2) It ensures that Corinthian’s wealthy shareholders make a profit on a failing business.
3) It helps to revitalize these campuses by rebranding them under a new name.
Corinthian will get a fresh start, but students are stuck with debts they were deceived into. The DOE facilitated the robbery of over half a million current and former Corinthian students, yet the Department is effectively arguing that too many people were ripped off for it to pursue justice.
As Everest student Heather Wright said of the sale, “This is ridiculous. We were all charged a ridiculous amount to attend this so-called college and the DOE just wants to continue to support them?”
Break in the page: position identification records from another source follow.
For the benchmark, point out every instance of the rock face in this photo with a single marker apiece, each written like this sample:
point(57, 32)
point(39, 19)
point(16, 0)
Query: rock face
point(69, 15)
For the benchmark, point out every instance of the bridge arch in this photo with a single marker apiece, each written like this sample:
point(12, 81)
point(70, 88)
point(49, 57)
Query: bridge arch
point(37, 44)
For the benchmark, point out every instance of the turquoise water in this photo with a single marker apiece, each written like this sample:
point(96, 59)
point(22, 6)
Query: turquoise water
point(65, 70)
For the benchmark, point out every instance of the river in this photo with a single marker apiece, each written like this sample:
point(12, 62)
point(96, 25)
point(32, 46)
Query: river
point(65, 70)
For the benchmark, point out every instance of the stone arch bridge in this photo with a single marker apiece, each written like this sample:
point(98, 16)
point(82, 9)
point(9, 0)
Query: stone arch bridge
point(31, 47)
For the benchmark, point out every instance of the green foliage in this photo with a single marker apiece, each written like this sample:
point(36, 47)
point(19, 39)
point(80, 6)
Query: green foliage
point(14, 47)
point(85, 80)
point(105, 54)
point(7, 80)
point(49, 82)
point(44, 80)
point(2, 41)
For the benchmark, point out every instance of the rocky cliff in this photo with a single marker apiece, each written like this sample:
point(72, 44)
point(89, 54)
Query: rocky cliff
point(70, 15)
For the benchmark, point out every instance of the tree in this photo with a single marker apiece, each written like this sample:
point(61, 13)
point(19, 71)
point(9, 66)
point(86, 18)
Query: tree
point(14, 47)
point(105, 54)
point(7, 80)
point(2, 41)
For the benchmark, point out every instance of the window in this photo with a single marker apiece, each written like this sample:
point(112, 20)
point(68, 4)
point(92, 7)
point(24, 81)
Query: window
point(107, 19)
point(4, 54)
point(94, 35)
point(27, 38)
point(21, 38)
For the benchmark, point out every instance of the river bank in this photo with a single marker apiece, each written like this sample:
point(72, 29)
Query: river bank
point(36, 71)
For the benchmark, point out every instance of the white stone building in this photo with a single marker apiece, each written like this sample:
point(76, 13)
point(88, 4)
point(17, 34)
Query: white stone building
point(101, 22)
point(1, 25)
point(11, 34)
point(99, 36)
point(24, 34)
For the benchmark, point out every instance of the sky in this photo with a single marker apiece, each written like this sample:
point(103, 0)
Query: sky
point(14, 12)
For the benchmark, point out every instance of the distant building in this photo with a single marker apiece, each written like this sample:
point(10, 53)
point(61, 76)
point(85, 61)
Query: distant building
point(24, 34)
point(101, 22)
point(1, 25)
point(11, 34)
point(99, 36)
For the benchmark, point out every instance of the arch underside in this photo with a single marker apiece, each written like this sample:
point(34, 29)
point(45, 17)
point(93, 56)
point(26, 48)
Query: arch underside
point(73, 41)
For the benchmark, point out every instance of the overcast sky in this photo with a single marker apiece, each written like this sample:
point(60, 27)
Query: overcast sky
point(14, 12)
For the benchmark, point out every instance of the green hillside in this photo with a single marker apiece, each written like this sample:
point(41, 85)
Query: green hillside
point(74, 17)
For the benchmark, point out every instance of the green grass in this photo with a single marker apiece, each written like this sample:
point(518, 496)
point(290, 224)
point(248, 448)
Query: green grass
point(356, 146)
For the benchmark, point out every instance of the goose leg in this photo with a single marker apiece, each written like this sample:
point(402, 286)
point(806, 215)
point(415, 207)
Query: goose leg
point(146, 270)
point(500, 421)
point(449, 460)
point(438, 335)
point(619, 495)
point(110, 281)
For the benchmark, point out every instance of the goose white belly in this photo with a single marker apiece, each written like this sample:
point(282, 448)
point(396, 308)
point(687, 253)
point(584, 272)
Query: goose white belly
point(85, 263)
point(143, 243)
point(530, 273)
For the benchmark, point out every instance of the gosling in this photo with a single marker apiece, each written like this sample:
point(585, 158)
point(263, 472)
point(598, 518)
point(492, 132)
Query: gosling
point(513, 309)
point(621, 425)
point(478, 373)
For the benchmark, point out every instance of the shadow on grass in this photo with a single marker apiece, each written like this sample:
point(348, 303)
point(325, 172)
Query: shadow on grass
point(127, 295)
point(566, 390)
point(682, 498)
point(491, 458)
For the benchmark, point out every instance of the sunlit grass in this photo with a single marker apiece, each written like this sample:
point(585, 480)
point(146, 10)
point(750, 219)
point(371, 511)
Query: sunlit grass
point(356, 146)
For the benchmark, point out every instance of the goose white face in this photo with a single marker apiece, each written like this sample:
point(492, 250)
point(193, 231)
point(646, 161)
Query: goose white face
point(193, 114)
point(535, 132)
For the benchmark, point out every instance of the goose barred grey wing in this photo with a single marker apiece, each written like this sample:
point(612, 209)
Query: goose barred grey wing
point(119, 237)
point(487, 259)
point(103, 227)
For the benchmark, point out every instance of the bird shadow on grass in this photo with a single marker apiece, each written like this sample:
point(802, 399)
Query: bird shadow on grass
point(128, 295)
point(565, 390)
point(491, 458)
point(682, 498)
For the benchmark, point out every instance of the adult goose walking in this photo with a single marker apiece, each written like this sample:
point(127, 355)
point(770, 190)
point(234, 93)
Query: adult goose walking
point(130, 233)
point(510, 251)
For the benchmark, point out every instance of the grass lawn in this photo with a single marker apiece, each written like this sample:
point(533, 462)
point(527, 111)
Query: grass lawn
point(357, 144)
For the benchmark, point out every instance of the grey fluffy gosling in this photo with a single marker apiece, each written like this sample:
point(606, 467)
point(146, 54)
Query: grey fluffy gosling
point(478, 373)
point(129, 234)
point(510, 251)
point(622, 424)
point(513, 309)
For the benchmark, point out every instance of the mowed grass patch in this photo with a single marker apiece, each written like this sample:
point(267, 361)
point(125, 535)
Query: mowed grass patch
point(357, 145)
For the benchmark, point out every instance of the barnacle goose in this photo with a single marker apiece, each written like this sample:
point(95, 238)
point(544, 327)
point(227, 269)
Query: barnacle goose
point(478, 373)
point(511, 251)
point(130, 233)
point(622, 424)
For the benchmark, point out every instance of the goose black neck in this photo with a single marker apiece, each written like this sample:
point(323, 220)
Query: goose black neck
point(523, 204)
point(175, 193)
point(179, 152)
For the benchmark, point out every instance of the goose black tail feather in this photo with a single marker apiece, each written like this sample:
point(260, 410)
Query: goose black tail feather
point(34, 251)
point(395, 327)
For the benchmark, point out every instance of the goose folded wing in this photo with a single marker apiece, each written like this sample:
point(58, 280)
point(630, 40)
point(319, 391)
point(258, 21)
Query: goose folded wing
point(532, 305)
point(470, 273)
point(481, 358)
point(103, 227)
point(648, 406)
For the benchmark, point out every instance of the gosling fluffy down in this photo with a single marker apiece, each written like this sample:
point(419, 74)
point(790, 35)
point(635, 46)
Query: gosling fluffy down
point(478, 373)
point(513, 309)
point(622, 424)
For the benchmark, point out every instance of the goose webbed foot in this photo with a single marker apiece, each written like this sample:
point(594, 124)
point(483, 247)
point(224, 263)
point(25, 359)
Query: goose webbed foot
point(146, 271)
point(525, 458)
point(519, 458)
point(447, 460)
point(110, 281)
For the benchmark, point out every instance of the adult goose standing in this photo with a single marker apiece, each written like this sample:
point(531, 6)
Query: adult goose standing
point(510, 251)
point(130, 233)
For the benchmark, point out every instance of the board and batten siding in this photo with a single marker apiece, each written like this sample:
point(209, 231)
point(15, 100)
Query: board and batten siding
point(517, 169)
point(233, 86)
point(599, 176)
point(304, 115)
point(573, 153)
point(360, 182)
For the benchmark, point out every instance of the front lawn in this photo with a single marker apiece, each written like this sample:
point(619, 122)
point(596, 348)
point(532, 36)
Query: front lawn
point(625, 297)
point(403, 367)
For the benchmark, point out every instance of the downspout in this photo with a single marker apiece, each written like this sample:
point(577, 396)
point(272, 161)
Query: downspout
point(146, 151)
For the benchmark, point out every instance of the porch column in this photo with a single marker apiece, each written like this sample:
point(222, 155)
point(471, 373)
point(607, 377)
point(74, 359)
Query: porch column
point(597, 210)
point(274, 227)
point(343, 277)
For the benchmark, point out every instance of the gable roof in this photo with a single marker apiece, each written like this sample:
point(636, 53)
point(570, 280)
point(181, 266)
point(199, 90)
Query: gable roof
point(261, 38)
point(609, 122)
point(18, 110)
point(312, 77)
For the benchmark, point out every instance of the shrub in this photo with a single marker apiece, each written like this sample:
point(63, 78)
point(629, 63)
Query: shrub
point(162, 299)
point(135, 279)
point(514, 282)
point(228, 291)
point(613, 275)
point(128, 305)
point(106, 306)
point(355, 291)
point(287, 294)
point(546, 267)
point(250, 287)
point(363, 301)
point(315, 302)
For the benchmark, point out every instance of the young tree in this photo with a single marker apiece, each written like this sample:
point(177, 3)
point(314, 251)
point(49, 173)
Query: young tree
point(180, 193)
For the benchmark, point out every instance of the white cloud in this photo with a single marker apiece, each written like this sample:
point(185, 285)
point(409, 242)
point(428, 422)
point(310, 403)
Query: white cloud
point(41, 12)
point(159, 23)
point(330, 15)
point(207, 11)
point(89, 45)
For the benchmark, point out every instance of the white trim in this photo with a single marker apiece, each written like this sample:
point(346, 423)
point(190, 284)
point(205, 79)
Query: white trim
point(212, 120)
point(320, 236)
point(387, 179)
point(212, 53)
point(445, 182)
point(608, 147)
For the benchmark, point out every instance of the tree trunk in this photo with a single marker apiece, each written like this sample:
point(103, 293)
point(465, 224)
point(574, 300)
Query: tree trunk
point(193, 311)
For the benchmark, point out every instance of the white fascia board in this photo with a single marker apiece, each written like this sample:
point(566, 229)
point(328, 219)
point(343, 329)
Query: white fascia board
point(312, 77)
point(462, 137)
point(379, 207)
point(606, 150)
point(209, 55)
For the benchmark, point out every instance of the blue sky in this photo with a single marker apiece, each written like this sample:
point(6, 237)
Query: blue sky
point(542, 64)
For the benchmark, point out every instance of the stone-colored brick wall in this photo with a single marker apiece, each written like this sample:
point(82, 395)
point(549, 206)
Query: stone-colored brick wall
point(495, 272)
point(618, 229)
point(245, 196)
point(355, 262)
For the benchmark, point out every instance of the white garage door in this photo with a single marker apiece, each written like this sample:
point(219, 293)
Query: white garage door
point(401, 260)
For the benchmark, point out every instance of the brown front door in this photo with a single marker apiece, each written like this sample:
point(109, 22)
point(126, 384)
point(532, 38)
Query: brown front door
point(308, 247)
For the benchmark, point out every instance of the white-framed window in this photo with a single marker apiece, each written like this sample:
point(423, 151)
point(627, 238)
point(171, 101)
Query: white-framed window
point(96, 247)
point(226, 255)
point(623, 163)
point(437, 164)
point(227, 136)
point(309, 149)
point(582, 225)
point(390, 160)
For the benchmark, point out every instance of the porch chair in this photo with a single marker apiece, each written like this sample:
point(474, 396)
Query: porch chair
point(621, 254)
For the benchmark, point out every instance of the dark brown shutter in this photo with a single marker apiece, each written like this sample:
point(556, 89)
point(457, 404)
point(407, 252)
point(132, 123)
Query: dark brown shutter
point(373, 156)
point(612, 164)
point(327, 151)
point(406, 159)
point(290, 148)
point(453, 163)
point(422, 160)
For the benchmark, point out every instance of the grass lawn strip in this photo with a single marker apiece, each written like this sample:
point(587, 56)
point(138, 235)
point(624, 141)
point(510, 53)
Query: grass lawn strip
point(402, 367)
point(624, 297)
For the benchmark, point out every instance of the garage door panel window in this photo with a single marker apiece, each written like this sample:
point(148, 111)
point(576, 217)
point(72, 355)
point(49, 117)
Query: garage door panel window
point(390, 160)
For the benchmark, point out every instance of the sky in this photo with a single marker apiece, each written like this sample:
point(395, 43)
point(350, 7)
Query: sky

The Department’s claim that it is looking out for the best interests of students and the public is a smokescreen that masks the agency’s real agenda. If Corinthian closed its doors, current students would be entitled to a complete erasure of their debts. By approving this sale, the DOE illustrates the lengths to which it will go to keep students from getting their money back.
The sale of dozens of campuses to ECMC is a further sign that the Education Department is primarily interested in protecting investors and its own reputation. According to the New York Times, ECMC has been “the main private entity hired by the Department of Education to fight student debtors who file for bankruptcy on federal loans.” The company has recently has been accused of “ruthless tactics,” including demanding payments from people with terminal cancer and from those who had already paid off their debts.
Makenzie Vasquez, who attended Everest’s San Jose campus, called the the ECMC sale “outrageous. How can the DOE allow one horrible company to sell to another and act as if that fixes anything?” she asked. “I’m tired of these huge corporations that aren’t even people having more rights than we do.”
The Department’s ultimate loyalty to predatory lenders and to ensuring investor profits at all costs – even at the expense of defrauded students – is clear. We note that the California Attorney General’s office and other states are still pursuing their cases against Corinthian. We join with current and former Corinthian students – and with all student debtors – to fight this decision and to demand the discharge of these illegitimate debts.